I recently had the chance to sit down with Eddy at Epoch Coffee in Austin and talk with him about his career and his book. The book covers just about every music genre, and while odds are good you will find mention of some of your favorite bands you may not like or agree with his opinions.
You see, Eddy has been pigeonholed by some as being contrary, and it does seem at times in the book, at least to me, like he goes out of the way to criticize the darlings of other music critics or praise those dismissed by critics. He denies that it's intentional. More on that later in this piece.
I began our conversation by wondering aloud what it is like to make music criticism your profession. Does listening to music become less pleasurable when writing about it is your job?
He said the pleasure and joy of listening to music has never lessened because of his occupational choice.
The book does a great job of explaining his introduction to becoming a paid music critic. He wrote what he calls in the book “a 11 page manifesto complaining about the state of rock criticism, declaring that everything interesting in music was already over, and mourning my having missed the whole boat.” The piece is excerpted in the book
To their credit then Village Voice editor Robert Christgau printed part of the letter. He soon began writing music criticism of his own, published in the Voice and several other publications. In 1999 he became the music editor at the Village Voice, a position he held for six and a half years. This meant the roles were reversed and now he was editing Christgau.
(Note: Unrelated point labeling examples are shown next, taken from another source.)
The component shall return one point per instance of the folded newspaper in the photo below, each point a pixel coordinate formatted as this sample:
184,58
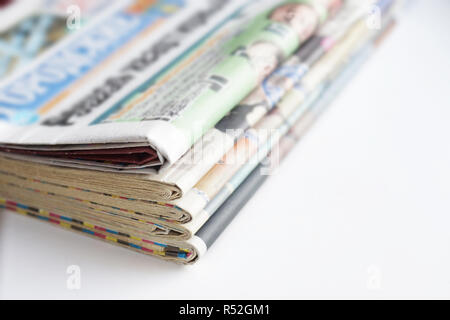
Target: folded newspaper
175,181
191,250
137,87
298,54
95,208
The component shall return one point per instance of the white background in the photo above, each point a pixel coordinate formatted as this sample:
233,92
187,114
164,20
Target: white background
360,209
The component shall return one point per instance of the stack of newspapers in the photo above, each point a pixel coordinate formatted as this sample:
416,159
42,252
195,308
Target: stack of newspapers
149,124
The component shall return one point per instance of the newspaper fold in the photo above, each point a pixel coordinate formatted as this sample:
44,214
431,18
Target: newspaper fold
171,104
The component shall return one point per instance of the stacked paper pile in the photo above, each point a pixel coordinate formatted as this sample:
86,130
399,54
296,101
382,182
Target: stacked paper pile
151,123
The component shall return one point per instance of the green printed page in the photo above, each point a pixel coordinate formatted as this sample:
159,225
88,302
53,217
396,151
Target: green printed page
249,58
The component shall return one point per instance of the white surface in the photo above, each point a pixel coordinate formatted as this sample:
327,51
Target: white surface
362,203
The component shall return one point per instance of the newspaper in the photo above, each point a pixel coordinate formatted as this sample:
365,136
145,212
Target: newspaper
188,252
171,107
30,27
176,180
217,184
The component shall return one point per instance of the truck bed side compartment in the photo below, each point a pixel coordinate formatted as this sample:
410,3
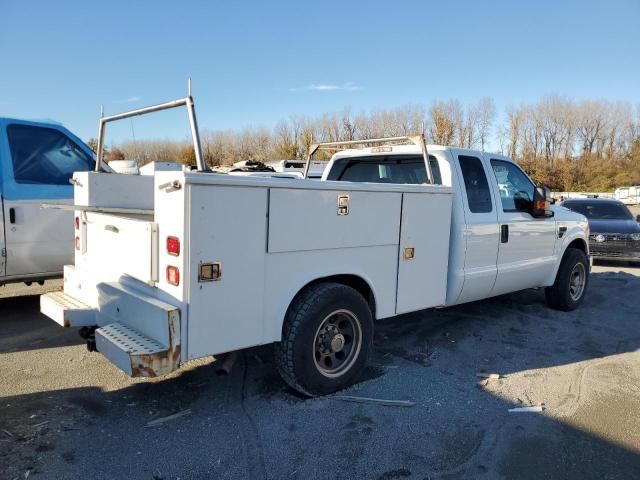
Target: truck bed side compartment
67,310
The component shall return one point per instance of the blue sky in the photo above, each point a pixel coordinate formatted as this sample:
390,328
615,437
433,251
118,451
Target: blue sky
254,63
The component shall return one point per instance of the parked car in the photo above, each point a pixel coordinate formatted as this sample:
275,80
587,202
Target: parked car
37,159
615,233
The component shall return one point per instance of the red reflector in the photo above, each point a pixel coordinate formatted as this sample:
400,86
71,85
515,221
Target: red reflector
173,246
173,275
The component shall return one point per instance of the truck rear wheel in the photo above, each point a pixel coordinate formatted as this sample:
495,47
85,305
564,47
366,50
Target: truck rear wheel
326,339
572,278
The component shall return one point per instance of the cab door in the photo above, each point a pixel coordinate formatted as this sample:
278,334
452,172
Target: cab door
525,254
41,161
480,229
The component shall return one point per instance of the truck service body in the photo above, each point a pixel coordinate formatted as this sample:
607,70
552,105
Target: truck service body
173,265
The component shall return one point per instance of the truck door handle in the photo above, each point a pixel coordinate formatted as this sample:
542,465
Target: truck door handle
504,233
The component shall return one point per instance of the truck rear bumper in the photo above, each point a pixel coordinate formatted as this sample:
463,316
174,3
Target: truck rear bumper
66,310
138,333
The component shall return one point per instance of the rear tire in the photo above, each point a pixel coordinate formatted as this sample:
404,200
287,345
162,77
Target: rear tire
326,339
571,282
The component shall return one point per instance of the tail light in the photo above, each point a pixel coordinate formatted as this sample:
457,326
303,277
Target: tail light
173,275
173,246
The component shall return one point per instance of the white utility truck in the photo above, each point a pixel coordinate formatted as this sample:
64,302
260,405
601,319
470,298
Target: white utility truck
173,265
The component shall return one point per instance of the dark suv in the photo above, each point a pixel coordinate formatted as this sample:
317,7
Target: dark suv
615,233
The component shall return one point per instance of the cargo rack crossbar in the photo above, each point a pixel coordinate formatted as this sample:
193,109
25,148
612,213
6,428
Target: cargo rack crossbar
186,101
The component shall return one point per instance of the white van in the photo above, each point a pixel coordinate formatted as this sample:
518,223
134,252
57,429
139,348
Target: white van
37,161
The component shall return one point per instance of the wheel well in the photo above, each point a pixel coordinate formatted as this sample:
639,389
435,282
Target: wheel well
353,281
579,244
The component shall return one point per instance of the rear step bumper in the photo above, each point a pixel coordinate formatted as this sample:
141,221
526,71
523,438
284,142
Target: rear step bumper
66,310
137,332
134,353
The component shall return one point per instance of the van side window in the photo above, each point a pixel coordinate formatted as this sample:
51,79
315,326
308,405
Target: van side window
475,182
43,155
516,190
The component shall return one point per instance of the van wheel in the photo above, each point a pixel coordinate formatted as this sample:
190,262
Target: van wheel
326,339
572,279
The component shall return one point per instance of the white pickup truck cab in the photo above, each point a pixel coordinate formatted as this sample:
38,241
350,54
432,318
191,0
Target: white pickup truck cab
173,265
37,161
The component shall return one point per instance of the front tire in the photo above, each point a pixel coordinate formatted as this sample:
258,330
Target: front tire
571,282
326,339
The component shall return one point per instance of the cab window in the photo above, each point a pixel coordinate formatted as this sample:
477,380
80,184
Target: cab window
385,169
516,190
43,155
476,185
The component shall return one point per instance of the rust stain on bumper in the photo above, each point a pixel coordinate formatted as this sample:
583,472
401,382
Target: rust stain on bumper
154,365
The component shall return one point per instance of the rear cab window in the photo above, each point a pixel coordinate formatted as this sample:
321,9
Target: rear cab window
403,169
45,156
476,185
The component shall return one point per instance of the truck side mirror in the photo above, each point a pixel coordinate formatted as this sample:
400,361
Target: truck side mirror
541,207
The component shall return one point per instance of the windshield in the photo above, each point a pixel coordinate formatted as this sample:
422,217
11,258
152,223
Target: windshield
600,210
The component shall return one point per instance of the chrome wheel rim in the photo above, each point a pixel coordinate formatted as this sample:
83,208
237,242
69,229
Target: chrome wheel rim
337,343
577,281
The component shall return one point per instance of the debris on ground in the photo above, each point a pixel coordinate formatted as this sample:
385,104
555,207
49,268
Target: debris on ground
376,401
533,409
162,420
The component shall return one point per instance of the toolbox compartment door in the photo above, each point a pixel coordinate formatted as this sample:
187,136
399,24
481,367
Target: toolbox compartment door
118,245
424,251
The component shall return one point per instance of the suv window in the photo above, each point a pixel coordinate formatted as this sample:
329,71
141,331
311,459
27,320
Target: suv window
475,182
43,155
385,169
516,190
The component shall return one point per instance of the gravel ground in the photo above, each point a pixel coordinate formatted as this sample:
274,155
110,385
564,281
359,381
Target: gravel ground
66,413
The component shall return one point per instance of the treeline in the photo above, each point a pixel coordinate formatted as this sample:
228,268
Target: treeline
568,145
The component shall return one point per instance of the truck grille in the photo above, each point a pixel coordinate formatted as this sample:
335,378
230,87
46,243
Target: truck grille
614,245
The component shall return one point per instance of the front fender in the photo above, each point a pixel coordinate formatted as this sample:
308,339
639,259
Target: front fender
576,235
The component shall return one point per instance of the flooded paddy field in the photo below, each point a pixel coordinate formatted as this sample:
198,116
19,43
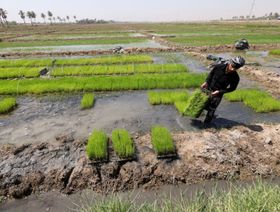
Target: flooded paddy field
42,141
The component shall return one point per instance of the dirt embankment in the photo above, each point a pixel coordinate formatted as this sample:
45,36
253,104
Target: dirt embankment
242,152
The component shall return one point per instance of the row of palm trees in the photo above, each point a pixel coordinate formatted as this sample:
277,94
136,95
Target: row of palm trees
32,16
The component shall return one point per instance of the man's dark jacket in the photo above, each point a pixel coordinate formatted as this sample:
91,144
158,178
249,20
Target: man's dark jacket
219,80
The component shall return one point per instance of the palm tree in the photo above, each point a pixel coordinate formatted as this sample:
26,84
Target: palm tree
43,16
50,16
29,14
33,15
3,16
22,15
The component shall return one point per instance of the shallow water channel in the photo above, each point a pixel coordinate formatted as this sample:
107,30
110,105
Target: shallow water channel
42,118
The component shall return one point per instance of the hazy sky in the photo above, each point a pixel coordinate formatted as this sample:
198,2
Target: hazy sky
141,10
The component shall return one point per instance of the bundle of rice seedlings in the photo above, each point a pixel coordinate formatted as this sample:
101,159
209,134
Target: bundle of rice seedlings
97,145
87,101
196,104
7,104
122,143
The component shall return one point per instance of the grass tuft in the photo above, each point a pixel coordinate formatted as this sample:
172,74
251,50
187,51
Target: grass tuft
258,100
122,143
162,141
87,101
167,97
97,145
7,105
196,104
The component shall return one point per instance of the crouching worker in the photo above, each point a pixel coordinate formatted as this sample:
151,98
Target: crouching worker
223,78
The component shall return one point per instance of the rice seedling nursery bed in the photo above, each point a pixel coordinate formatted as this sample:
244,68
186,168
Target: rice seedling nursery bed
118,69
72,42
123,144
87,101
7,105
162,142
275,52
259,101
101,83
97,146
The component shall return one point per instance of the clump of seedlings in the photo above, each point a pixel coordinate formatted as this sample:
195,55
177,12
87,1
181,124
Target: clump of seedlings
26,63
196,103
7,105
97,146
274,52
258,100
87,101
123,144
162,141
167,97
118,69
101,83
19,72
121,59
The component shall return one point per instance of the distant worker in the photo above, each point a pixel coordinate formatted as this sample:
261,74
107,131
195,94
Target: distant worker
223,78
242,44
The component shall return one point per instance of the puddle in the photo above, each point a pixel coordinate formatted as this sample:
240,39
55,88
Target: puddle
146,44
40,119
An excerpt from that letter:
"How the fuck can you revolutionize an industry which has accepted Pere Ubu and Essential Logic and the Angry Samoans and Teenage Jesus and the Birthday Party? You can't. Nothing scares anybody anymore, nothing surprises anybody anymore, there's no such thing as a real mindfuck because people's minds have already been fucked with over and over and over again. I never realized it until now, but the Sex Pistols were the worst thing that ever happened to rock'n'roll – they demanded anarchy, and they got it. Anarchy means you can do whatever you want, and that's what everybody since the Sex Pistols has done. This has given us a surplus interesting music, but it's also given us a situation in which you can't tell the artists from the poseurs. Sly Stone and the Dolls were able to make revolutionary music because, back then, there were dictated limits on what you could or couldn't do, and they did what they 'couldn't.' Now there are no such limits – what if Sly and the Dolls had waited until 1983, and everything else (the Ramones, the Pistols, PIL, Prince, and all) between 1970 and now had happened without them? Would Greil Marcus still be able to write that 'there is no vocal music in rock to match' Riot, or that 'nothing short of the Sex Pistols' singles has touched it'? I doubt it.